Questions without Notice

Infrastructure

2:33 pm

Photo of Anthony AlbaneseAnthony Albanese (Grayndler, Australian Labor Party, Leader of the House) Share this | Hansard source

I thank the member for his question and for his ongoing interest in infrastructure development. Indeed, I welcome the report that was released today by the Business Council of Australia because what it does is remind me and the Australian people that the Rudd government and the business community are talking the same language. Both of us recognise the importance of infrastructure development to our future economic prosperity. Indeed, infrastructure investment has been important in the short-term in insulating the Australian economy from the worst of the impacts of the global financial crisis. That was emphasised also in a report released just last week by the Australian Constructors Association and the Australian Industry Group. The president of the ACA, Wal King, said:

Encouragingly, the survey results indicate that the Government’s infrastructure stimulus measures and the number of large government-supported programs in the pipeline have avoided a larger downturn in activity.

Importantly, the results indicate that infrastructure work will remain at high levels. Indeed, 70 per cent of the government stimulus package is in infrastructure. That includes rail and road but it also includes the initial $4.7 billion investment in the National Broadband Network, the $3.5 billion investment in energy infrastructure through the Clean Energy Initiative, the $16.2 billion investment in education infrastructure and the $6 billion investment in our housing infrastructure program.
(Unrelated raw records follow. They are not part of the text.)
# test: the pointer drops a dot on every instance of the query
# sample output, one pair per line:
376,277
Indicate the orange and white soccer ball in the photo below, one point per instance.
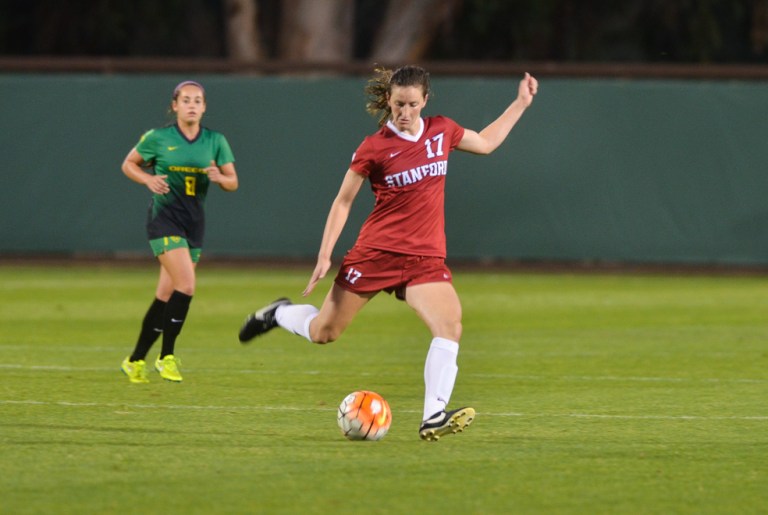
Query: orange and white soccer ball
364,415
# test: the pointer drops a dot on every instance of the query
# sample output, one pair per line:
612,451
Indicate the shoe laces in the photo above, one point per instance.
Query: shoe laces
172,362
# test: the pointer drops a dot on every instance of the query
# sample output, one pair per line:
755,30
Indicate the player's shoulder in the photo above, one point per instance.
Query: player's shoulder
439,120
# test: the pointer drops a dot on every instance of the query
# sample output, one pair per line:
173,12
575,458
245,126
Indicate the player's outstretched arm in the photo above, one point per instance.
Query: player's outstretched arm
489,139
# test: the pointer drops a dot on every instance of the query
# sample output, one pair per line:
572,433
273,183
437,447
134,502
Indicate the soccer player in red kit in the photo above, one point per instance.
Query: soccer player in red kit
401,246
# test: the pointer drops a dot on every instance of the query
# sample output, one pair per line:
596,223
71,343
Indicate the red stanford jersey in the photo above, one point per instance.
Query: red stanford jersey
407,175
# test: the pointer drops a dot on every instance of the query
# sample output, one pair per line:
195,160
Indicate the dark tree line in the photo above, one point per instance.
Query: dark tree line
683,31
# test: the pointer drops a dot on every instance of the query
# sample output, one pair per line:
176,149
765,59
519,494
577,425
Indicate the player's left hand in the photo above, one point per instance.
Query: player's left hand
528,88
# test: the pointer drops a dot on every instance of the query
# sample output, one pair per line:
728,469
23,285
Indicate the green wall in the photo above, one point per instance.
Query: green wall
597,170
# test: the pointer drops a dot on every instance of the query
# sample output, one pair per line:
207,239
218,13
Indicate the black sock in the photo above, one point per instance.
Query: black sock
175,313
151,328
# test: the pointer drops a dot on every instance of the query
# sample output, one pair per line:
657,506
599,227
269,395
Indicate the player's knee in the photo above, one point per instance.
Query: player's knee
324,334
451,331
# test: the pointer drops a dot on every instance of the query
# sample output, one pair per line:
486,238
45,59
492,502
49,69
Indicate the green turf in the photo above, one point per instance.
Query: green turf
594,393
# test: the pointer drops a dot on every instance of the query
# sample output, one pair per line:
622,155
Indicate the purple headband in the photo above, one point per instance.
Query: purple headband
187,83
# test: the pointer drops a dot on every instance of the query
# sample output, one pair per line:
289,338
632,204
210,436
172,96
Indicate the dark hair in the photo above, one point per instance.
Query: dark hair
380,85
180,85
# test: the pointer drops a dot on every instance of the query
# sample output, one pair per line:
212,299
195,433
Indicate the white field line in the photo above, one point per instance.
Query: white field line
191,407
517,377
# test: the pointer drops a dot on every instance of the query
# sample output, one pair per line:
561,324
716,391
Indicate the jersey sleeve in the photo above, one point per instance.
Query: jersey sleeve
147,146
363,159
455,130
224,153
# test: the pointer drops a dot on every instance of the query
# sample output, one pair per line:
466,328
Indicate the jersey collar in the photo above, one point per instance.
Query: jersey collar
409,137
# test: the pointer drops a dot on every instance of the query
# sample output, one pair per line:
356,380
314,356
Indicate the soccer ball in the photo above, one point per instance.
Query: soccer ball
364,415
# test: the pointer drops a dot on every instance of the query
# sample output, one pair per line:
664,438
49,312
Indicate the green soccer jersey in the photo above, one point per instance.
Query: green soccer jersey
180,212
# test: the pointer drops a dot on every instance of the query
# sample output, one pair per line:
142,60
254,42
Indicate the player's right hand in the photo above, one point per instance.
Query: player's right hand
157,184
322,267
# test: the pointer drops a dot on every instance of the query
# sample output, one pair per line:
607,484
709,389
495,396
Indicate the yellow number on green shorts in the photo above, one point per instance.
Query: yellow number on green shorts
189,182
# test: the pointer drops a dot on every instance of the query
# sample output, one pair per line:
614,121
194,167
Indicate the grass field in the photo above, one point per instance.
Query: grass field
595,394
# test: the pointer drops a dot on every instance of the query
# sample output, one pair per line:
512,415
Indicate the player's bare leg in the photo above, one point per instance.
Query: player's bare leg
438,305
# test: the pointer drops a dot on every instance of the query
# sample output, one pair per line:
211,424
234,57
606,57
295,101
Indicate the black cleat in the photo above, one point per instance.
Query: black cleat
261,321
446,422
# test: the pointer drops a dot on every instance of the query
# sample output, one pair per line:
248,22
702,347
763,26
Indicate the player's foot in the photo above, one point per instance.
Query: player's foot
169,368
446,422
135,370
261,321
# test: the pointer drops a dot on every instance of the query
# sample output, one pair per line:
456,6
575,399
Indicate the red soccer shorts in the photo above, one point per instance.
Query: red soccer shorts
366,270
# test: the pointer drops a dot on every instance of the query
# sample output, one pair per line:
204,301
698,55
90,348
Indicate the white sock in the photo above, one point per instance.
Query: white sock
439,375
296,318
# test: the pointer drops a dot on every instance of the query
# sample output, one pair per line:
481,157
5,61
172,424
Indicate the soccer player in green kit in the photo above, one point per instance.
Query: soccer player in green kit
182,159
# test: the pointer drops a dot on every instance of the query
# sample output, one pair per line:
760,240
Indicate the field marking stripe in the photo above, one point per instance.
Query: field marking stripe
291,408
62,368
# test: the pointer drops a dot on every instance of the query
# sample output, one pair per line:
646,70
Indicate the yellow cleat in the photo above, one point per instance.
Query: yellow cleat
135,370
169,368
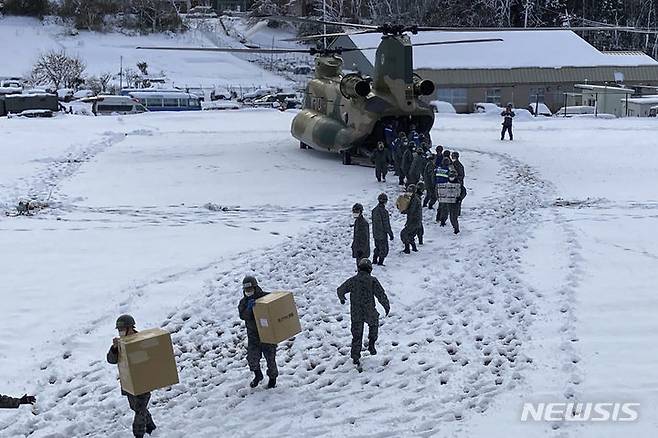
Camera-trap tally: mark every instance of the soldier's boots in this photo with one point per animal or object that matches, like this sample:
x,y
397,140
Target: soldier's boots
x,y
258,376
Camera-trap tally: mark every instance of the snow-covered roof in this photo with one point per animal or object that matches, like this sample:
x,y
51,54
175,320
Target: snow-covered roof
x,y
646,100
547,49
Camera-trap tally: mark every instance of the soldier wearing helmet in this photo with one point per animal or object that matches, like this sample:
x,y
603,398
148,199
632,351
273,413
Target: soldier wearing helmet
x,y
380,158
256,349
142,421
381,229
363,289
361,239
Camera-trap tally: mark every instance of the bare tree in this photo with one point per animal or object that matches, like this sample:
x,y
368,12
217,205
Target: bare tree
x,y
58,69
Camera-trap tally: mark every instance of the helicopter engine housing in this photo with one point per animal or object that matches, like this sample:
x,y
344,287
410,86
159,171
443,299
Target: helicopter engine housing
x,y
354,86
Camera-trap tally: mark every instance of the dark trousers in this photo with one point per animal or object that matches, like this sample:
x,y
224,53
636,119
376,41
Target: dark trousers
x,y
508,129
256,350
448,210
357,335
143,421
380,173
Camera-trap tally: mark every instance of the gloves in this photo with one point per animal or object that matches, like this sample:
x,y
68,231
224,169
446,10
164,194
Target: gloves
x,y
27,400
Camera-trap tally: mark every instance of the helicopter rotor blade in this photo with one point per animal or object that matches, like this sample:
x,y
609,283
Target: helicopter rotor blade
x,y
328,35
436,43
526,29
319,21
226,50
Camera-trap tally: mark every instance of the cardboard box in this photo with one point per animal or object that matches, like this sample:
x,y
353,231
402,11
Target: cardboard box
x,y
146,361
403,202
448,192
276,317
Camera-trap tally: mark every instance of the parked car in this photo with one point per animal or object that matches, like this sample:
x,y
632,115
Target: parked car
x,y
167,100
439,106
106,105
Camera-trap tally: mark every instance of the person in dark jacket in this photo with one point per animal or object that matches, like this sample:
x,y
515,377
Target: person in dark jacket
x,y
444,174
380,158
417,167
142,422
430,186
399,148
459,168
363,289
255,348
414,219
507,115
13,403
361,240
407,159
381,230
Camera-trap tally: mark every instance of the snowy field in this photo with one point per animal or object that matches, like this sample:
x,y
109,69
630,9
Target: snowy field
x,y
548,294
24,38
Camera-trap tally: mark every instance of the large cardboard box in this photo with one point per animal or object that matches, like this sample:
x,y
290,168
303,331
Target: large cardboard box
x,y
448,192
146,361
276,317
403,202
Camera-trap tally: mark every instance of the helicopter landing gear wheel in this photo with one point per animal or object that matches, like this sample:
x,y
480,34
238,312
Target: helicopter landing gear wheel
x,y
347,157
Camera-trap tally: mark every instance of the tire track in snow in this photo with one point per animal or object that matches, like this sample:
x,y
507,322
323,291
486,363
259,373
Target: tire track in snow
x,y
441,358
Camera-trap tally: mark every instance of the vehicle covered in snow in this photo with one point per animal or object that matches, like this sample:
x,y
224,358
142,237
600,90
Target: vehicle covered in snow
x,y
442,107
167,100
542,110
108,105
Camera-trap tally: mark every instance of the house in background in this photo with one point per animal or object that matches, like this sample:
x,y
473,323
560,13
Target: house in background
x,y
526,67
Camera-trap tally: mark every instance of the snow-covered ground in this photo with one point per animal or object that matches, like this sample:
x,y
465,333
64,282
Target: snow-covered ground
x,y
24,38
546,295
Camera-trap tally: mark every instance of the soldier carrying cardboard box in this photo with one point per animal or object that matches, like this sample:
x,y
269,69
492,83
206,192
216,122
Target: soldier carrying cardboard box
x,y
143,422
255,348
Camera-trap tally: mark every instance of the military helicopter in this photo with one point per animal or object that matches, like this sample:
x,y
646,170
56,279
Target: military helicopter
x,y
347,112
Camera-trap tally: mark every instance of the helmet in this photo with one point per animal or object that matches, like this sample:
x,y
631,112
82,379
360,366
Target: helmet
x,y
125,322
365,265
249,282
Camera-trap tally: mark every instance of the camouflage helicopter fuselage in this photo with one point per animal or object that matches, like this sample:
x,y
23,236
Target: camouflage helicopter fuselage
x,y
346,112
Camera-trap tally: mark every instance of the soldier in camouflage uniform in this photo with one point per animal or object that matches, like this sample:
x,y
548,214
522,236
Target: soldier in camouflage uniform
x,y
361,240
363,289
13,403
407,159
142,422
255,348
417,167
430,185
414,221
380,158
381,229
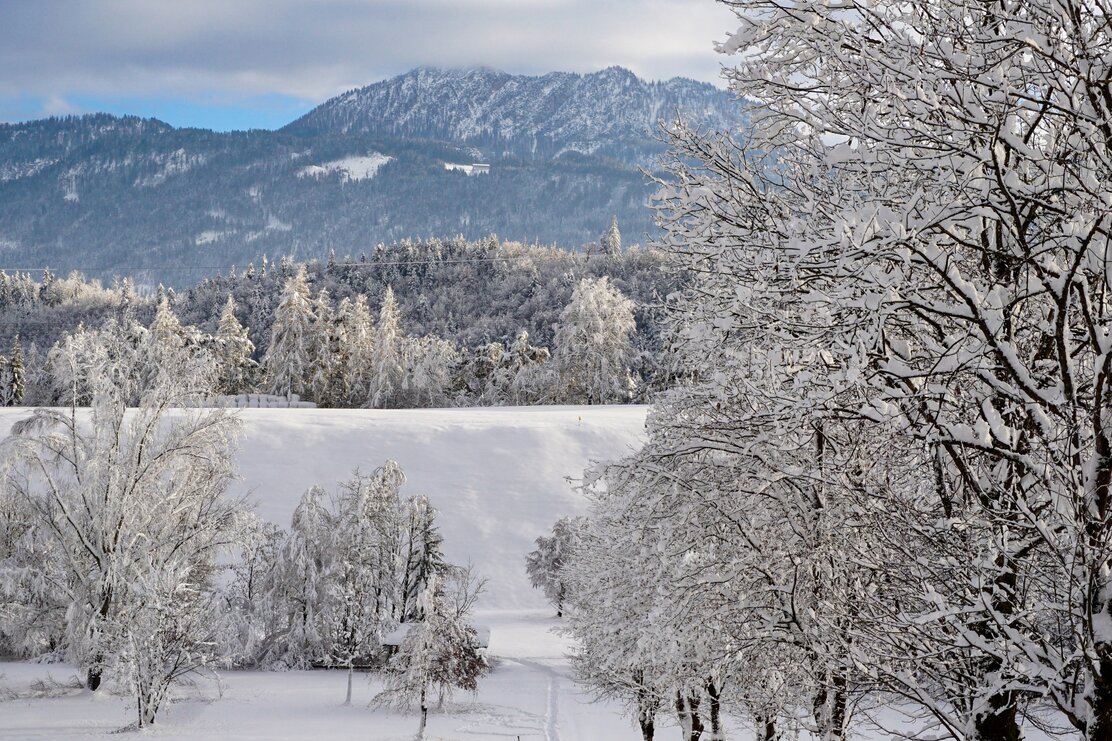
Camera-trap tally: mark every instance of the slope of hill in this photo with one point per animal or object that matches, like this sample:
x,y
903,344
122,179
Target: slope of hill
x,y
497,475
127,195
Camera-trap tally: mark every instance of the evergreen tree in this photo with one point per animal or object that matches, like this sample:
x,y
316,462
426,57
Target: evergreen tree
x,y
18,372
321,346
288,359
357,329
545,564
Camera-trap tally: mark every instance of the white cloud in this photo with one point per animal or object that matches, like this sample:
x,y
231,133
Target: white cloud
x,y
313,50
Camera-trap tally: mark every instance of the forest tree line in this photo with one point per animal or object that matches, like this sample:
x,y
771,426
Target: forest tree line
x,y
319,339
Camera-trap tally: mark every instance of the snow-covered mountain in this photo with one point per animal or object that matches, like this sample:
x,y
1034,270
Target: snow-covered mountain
x,y
544,115
376,165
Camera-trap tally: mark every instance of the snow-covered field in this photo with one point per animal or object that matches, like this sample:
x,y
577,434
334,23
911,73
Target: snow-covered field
x,y
499,477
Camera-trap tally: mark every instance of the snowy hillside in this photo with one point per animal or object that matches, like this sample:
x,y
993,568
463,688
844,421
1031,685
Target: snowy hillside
x,y
497,475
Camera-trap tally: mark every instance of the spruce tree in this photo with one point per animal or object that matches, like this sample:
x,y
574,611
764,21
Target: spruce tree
x,y
612,240
18,373
234,348
288,362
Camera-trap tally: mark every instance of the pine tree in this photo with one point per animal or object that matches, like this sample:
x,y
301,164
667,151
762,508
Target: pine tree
x,y
611,241
594,346
387,359
7,383
321,349
234,348
288,359
545,564
18,373
357,331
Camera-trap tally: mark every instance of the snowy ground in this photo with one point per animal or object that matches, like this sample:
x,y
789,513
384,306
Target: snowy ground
x,y
498,477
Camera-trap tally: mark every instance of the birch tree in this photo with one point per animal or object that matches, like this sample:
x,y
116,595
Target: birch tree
x,y
929,183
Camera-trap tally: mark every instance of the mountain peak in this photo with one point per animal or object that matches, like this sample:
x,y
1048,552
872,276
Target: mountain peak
x,y
520,114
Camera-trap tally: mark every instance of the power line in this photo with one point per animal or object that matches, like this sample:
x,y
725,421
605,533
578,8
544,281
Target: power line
x,y
59,270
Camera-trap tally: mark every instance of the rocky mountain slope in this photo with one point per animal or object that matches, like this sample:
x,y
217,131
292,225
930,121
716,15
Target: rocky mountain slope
x,y
126,195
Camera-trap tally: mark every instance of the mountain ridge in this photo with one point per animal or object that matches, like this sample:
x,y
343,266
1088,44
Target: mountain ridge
x,y
373,165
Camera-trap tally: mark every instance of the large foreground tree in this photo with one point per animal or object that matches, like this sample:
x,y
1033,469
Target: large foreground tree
x,y
919,218
129,512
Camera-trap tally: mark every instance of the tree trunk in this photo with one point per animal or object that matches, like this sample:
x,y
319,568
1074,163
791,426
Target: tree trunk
x,y
714,698
765,729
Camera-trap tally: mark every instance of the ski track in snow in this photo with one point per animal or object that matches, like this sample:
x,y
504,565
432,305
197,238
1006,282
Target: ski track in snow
x,y
552,707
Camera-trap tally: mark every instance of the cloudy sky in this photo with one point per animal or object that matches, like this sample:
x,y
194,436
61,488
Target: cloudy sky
x,y
241,63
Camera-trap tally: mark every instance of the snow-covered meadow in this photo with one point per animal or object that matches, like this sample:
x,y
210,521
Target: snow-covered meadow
x,y
499,477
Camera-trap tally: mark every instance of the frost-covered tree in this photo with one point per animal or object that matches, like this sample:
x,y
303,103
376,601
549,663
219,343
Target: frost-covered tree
x,y
545,564
354,359
301,583
611,241
922,197
430,365
387,355
321,349
439,653
135,504
12,376
288,361
232,351
594,345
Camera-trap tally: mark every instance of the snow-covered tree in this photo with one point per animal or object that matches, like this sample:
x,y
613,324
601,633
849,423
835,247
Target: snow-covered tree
x,y
321,349
301,583
232,353
430,364
387,355
12,376
545,564
288,361
594,345
922,198
135,502
440,653
611,241
354,361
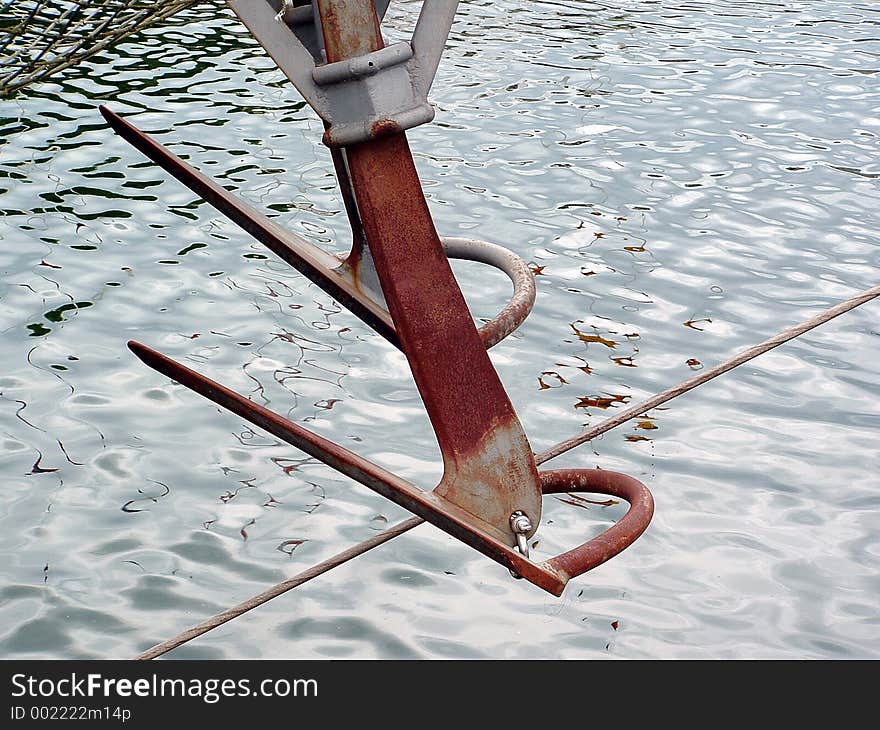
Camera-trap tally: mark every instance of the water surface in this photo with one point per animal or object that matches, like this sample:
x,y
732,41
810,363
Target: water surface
x,y
685,178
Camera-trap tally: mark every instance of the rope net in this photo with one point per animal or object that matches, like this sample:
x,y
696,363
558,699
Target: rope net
x,y
41,37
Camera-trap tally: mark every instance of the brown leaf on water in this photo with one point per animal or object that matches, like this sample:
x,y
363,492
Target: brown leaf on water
x,y
37,469
553,374
573,503
593,338
288,546
328,403
601,402
692,324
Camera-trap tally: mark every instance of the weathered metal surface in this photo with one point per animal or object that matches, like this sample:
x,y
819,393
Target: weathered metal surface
x,y
368,90
490,474
616,538
488,464
353,282
430,506
349,24
550,575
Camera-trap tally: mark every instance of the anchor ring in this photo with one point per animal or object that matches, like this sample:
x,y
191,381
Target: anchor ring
x,y
517,309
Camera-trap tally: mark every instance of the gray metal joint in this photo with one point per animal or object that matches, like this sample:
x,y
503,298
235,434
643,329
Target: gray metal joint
x,y
361,98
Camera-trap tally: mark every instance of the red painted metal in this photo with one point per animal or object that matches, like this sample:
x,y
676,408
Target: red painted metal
x,y
351,281
551,575
489,469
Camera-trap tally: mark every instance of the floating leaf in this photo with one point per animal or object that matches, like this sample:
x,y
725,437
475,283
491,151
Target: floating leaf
x,y
594,338
37,469
288,546
692,324
600,402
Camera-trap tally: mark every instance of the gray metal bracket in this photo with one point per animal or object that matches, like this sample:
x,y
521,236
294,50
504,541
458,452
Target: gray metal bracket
x,y
365,97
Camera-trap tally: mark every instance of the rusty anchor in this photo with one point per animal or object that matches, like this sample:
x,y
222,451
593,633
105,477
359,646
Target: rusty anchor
x,y
397,279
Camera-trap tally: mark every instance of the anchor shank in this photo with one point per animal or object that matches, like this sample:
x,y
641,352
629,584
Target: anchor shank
x,y
489,469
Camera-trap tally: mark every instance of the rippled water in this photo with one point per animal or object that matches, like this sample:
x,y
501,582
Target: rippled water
x,y
686,178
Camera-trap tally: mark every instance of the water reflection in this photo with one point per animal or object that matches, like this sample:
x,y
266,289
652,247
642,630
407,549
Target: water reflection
x,y
684,181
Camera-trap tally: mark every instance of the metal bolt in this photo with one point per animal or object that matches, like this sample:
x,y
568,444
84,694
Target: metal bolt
x,y
521,526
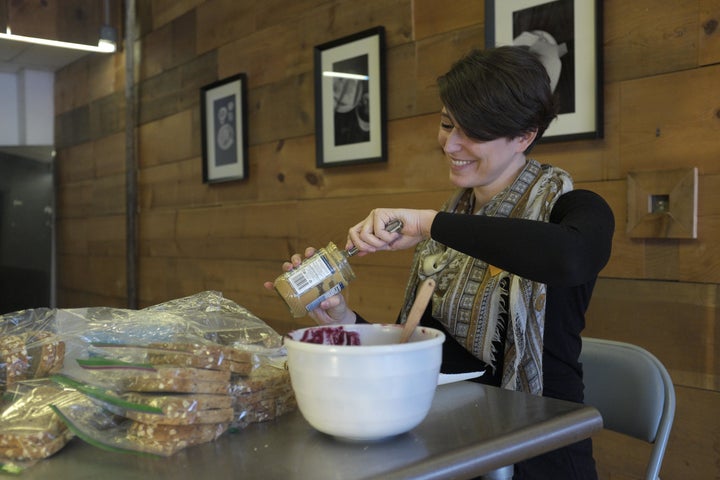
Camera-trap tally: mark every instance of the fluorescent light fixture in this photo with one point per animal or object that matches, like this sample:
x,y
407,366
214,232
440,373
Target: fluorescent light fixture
x,y
353,76
106,44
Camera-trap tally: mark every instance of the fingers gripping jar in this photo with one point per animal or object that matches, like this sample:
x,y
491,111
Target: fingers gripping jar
x,y
318,277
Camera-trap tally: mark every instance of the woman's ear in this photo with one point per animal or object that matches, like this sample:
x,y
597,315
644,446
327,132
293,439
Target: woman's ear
x,y
525,140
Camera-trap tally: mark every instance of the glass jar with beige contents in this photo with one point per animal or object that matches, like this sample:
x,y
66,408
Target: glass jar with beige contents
x,y
321,276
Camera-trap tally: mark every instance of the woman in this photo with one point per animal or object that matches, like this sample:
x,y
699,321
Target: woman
x,y
515,252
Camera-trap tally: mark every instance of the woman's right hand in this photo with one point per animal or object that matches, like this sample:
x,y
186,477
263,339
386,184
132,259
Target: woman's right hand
x,y
331,311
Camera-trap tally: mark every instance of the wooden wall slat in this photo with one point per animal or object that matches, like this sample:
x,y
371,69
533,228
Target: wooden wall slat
x,y
648,37
655,134
709,32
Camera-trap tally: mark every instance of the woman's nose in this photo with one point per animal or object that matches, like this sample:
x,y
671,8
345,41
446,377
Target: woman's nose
x,y
453,141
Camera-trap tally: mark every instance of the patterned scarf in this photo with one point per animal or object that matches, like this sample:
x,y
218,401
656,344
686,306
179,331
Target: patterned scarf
x,y
473,300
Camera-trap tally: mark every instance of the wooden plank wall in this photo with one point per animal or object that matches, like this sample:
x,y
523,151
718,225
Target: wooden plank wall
x,y
662,111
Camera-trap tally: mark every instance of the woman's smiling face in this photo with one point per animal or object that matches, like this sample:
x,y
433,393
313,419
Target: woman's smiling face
x,y
486,166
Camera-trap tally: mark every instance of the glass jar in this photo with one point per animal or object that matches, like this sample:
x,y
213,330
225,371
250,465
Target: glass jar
x,y
318,277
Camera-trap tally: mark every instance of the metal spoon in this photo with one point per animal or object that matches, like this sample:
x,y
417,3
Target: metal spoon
x,y
422,298
392,227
The largest growth in social housing in Australia’s history is occurring right now.

We also have a longer-term investment, when it comes to infrastructure development, with the $36 billion we have allocated in road and rail infrastructure through the Nation Building Program—some $9.3 billion is under way right now. We have completed 32 large-scale projects within our first two years in office. The last budget saw the first ever significant federal investment in ports with the new proposed port at Okajee in Western Australia and of course Darwin port. It also saw $4.6 billion invested in urban public transport, which is very important not just for dealing with our economic future but also for dealing with the challenge of climate change. We are spending more on rail infrastructure in just 12 months than the previous government spent in 12 long years. During the Howard years, public investment in the nation’s infrastructure, as a proportion of national income, fell by close to 20 per cent.

But of course it is not just about investment; it is also about policy and regulatory reform. COAG has already approved nationally consistent public-private partnership guidelines. Infrastructure Australia is developing for COAG a national port strategy and a national freight strategy. COAG has already agreed to an integrated single-layer approvals process for major projects. The Australian Transport Council, in two weeks time, will be meeting to finalise the regulatory reform agenda that will go to COAG in December, creating a single national regulator for heavy vehicles, for rail and for maritime—a reform agenda too hard for over a century. We have been able to achieve it in just two years. We are re-engaging in cities policy through the creation of the Major Cities Unit. We look forward to continuing to work with the business community. We recognise that not everything has been done and that there is a lot more work to do, but we are getting on with the job. We have put in place a framework to ensure that infrastructure development will remain at the heart of the government’s economic policy.